Le llamaban Tristón porque nunca habían visto salir de sus labios sonrisa ni palabra alguna.

El hombre que paseaba cabizbajo por las aceras del barrio, se sentía cual ogro fabuloso ante las miradas repulsivas de sus vecinos y se le desgarraba el alma al ver que los niños le evitaban ocultándose tras sus padres.

El hombre, aunque pariente de la soledad, de la tristeza y de la amargura, buscaba en su alma la dicha que la vida le negaba, aquella utopía que su espejo interior siempre le devolvía bajo la imagen de la amargura, de la tristeza y de la soledad.

Cargando con aquel lastre que se le había adherido al alma sin compasión, se internaba a diario en el infierno, en un averno que le abrasaba las entrañas hasta dejarle sólo las cenizas.

La soledad, por un lado, y las miradas de recelo, por otro, le internaban en un abismo de inseguridad y cobardía que día sí y día también le aumentaba la tristeza que deseaba transformar en alegría cual alquimista medieval.



El hombre deseaba gritar y decirle al barrio que era una persona sensible, bondadosa, tierna, una persona dispuesta a dar mucho a cambio de poco, pero una fuerza inexplicable mermaba su voluntad hasta oprimirle el pecho y acercarle a las puertas de la agonía.

Como de costumbre, salió a pasear por las aceras del barrio, aquel barrio que le hería las entrañas desde hacía treinta años. Con parsimonia caminó hacia el parque, donde los niños que otrora le evitaban, ora jugaban y reían sin prestarle atención. Se detuvo un instante para admirar aquellos rostros y ademanes de los cuales había carecido durante su infancia, una infancia marcada por la violencia de su padre, un hombre alcohólico que siempre entraba en casa malhumorado; un hombre maniático que se oponía a que tuviera juguetes; un hombre odioso que le había engendrado para convertirle en un monstruo.

Ensimismado en aquellos recuerdos que prefería borrar de su mente para siempre, algo le distrajo. Miró hacia arriba y se fijó en las aves que revoloteaban sobre el estanque. Por enésima vez deseó ser gaviota para alejarse de aquel mundo que cada minuto le agobiaba más. Luego bajó la cabeza y su mirada se posó sobre la del niño que estaba ante él tendiéndole la mano derecha. Sin dudarlo, le devolvió el gesto y una sensación de bienestar recorrió su interior hasta resucitarle la ternura que se le había muerto por falta de uso.

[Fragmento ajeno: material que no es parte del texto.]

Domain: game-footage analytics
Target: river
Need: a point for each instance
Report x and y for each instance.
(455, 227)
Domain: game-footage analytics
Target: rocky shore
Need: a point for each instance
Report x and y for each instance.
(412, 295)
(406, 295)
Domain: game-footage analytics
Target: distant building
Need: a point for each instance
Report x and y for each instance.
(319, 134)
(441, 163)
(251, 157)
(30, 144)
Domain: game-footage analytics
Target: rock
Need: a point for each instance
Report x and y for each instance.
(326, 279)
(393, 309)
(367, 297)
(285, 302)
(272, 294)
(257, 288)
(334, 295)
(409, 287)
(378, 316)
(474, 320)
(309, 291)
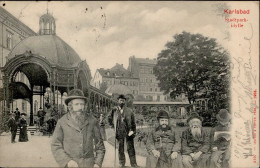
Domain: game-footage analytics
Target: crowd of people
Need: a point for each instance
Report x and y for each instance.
(78, 137)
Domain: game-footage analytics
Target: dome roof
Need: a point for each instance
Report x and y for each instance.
(118, 89)
(51, 47)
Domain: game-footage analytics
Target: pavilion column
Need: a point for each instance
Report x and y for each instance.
(31, 105)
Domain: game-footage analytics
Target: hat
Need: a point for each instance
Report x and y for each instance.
(75, 94)
(162, 114)
(121, 97)
(223, 116)
(23, 114)
(194, 115)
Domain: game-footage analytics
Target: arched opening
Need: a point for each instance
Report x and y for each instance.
(26, 86)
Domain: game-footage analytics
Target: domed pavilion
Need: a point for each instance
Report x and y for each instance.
(50, 65)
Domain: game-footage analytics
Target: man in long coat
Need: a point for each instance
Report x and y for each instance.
(195, 143)
(162, 146)
(76, 134)
(220, 141)
(122, 120)
(12, 124)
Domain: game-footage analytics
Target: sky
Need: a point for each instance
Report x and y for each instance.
(106, 33)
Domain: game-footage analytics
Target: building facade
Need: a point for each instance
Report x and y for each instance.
(148, 84)
(115, 76)
(12, 31)
(139, 77)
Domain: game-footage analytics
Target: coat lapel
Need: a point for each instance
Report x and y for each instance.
(72, 123)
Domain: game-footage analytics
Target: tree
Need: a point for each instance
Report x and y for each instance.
(194, 65)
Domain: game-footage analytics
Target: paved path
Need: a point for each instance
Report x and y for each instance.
(37, 153)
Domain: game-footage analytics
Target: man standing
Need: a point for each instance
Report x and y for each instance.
(162, 145)
(51, 125)
(17, 115)
(122, 119)
(195, 143)
(220, 141)
(76, 134)
(13, 127)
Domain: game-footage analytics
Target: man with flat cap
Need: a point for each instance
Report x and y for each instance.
(122, 119)
(220, 141)
(195, 143)
(162, 146)
(76, 134)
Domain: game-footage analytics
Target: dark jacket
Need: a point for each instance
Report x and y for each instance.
(72, 143)
(221, 143)
(129, 119)
(167, 139)
(190, 145)
(12, 124)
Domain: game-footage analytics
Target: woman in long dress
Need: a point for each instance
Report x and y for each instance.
(23, 137)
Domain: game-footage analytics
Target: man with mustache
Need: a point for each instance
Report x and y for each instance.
(195, 143)
(162, 146)
(220, 141)
(76, 134)
(122, 120)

-Yo me llamo Mario, ¿y tú? -dijo el pequeño.

-Todos me llaman Tristón -respondió el hombre.


Luego, ambos se sentaron sobre el césped y Mario posó su cabeza sobre el pecho de Tristón quizás pretendiendo recibir cariño de una persona que jamás había conocido el amor, pero que al fin estaba experimentando la maravillosa sensación que le producía poder amar y sentirse amado.

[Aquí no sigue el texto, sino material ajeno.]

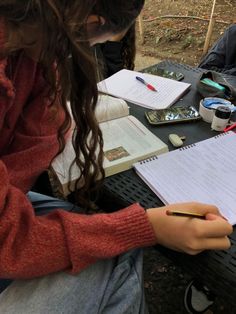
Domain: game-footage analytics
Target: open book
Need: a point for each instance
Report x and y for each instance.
(126, 140)
(203, 172)
(124, 84)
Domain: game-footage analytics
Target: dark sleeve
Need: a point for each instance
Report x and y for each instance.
(111, 52)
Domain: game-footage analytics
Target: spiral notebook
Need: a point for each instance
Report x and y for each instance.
(203, 172)
(124, 84)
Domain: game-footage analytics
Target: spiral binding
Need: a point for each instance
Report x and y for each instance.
(148, 160)
(187, 147)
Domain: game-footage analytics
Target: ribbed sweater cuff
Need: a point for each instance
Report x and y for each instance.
(133, 229)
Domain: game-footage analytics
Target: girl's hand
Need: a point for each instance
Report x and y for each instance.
(190, 235)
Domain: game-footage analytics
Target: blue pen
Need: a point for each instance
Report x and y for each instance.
(149, 86)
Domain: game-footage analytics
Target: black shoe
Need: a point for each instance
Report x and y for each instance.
(197, 298)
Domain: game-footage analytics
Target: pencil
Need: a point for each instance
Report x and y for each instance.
(184, 214)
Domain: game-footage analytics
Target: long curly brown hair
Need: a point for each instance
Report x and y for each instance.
(65, 43)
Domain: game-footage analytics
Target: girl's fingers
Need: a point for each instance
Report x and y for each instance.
(216, 228)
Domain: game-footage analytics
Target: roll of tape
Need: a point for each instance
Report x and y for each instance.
(206, 113)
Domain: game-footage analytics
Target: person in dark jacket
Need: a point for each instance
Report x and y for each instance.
(222, 56)
(116, 54)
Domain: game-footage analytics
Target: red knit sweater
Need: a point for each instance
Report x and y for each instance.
(33, 246)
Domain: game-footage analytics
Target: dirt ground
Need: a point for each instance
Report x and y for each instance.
(181, 40)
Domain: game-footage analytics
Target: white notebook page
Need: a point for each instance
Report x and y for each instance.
(123, 84)
(204, 172)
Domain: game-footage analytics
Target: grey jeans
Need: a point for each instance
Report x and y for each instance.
(113, 286)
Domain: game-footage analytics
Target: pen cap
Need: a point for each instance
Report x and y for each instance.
(223, 112)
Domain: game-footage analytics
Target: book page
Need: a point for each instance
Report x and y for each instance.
(124, 84)
(203, 172)
(109, 108)
(126, 141)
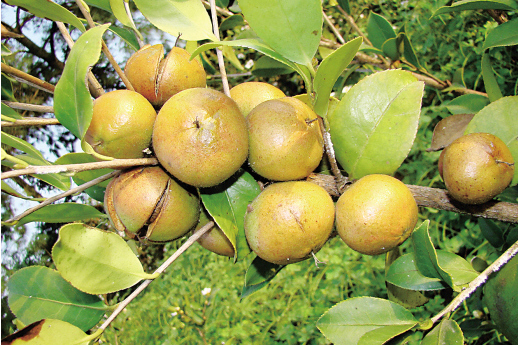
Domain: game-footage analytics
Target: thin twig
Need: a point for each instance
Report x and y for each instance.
(478, 281)
(120, 307)
(95, 87)
(219, 53)
(105, 49)
(72, 191)
(73, 168)
(43, 85)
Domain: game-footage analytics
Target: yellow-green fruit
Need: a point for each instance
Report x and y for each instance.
(200, 137)
(215, 239)
(501, 299)
(148, 203)
(157, 78)
(250, 94)
(376, 214)
(288, 221)
(285, 139)
(122, 124)
(476, 167)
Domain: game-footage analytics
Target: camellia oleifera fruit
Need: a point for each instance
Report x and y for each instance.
(376, 214)
(250, 94)
(476, 167)
(285, 139)
(157, 78)
(200, 137)
(122, 124)
(148, 203)
(288, 221)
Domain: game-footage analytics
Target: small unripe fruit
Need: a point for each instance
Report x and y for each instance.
(158, 79)
(285, 139)
(288, 221)
(200, 137)
(376, 214)
(148, 203)
(250, 94)
(122, 124)
(476, 167)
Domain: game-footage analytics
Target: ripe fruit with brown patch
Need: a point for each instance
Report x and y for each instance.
(476, 167)
(288, 221)
(148, 203)
(285, 139)
(122, 124)
(376, 214)
(200, 137)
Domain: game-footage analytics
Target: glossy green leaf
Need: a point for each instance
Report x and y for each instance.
(188, 18)
(499, 119)
(374, 126)
(292, 28)
(49, 10)
(506, 5)
(227, 204)
(73, 105)
(490, 83)
(48, 332)
(349, 321)
(62, 213)
(467, 104)
(329, 71)
(96, 261)
(258, 275)
(379, 30)
(505, 34)
(447, 332)
(97, 191)
(38, 292)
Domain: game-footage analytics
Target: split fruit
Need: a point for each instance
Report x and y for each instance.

Allí comenzó una de esas grandes historias de amor y ternura del mundo desconocido, pues, a pesar de la diferencia de edad, eran dos almas gemelas que buscaban lo mismo.

El parque, un lugar de recreo para los niños felices, para Mario representaba la tristeza y la soledad desde que sus padres lo habían abandonado allí esperando que alguien se hiciera cargo de él.

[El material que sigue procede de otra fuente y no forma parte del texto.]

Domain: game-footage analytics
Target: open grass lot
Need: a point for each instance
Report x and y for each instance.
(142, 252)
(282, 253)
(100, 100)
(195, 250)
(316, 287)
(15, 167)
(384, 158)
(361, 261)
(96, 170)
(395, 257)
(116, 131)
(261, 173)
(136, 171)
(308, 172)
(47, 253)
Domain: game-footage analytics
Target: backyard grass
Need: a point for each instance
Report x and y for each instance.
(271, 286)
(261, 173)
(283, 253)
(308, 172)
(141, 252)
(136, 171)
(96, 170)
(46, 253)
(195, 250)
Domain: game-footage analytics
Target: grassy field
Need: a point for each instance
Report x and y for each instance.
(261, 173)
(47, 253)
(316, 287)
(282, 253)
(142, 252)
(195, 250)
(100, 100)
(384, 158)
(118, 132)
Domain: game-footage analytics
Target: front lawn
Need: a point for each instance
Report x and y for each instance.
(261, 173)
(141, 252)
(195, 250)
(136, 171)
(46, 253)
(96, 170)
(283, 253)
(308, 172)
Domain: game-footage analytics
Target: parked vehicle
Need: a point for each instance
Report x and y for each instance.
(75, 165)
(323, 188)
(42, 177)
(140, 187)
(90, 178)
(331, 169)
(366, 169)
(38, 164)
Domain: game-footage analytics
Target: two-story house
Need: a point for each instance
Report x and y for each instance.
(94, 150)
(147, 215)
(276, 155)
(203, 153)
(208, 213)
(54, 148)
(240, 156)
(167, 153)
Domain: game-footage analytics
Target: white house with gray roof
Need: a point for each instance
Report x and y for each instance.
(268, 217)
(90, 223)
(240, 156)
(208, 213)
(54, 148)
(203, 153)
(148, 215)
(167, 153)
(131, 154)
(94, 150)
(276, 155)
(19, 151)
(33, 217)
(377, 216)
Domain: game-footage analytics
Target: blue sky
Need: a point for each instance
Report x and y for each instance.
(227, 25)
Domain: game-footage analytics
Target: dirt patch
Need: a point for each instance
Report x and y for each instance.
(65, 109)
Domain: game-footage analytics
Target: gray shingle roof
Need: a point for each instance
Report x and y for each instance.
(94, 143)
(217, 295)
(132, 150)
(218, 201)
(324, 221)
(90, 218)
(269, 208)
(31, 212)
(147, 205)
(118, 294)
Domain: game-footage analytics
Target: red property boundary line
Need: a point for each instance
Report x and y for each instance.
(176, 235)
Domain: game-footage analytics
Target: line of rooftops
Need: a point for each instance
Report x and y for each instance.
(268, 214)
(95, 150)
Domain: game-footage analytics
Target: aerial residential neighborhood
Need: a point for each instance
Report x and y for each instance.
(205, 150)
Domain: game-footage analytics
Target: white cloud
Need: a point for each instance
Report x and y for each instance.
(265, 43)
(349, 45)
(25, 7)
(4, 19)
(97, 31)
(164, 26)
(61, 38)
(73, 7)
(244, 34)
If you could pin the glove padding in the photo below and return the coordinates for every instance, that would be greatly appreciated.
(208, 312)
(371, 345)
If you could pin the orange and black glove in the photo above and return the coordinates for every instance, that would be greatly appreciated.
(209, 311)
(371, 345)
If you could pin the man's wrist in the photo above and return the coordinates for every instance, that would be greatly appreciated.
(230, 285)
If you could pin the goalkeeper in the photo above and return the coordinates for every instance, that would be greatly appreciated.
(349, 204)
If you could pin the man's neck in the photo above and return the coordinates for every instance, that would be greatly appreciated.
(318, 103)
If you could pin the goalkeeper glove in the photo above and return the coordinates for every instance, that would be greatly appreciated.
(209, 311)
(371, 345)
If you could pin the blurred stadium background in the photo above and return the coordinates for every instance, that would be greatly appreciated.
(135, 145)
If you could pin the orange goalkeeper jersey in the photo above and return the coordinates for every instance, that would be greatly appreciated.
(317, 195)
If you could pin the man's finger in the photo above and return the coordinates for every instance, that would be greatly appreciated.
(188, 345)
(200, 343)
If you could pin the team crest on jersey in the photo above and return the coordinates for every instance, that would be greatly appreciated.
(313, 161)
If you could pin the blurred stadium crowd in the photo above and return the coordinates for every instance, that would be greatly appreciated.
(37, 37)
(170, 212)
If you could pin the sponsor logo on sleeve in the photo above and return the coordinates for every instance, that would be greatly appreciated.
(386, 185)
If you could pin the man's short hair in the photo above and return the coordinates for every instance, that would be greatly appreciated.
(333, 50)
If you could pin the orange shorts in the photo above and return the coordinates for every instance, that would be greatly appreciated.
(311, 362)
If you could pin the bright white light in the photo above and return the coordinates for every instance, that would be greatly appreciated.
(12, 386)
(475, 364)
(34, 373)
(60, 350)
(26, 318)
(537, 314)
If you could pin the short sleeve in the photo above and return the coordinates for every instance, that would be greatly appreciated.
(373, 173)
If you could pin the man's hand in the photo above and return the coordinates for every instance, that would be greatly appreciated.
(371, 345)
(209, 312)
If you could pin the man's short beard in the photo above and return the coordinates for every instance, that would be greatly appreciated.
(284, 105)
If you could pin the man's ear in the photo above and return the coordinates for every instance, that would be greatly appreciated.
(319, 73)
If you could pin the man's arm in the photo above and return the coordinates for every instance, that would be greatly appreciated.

Tristón vio abierto el cielo al escuchar a Mario y, sin dudarlo, le invitó a su casa. Desde entonces, Tristón le dio la espalda a la tristeza para canjearla por una continua alegría, que le condujo por los senderos de la felicidad, aquella felicidad proveniente del alma que se dibujaba en su rostro.

Sus vecinos deseaban conocer el motivo de su transformación, pero no se atrevían a preguntarle. Él, en vez de guardarles rencor por la indiferencia que le habían demostrado durante tantos años, les sonreía amablemente.


Aquella apertura de espíritu, donde se vislumbraba la felicidad, le sirvió a Tristón para conectar con la gente que antes le había temido. Desde entonces, gracias a la alegría y al amor que fue repartiendo a su alrededor, el hombre motejado Tristón dejó de existir porque dentro de su alma había nacido una nueva persona llamada Juan Alegría.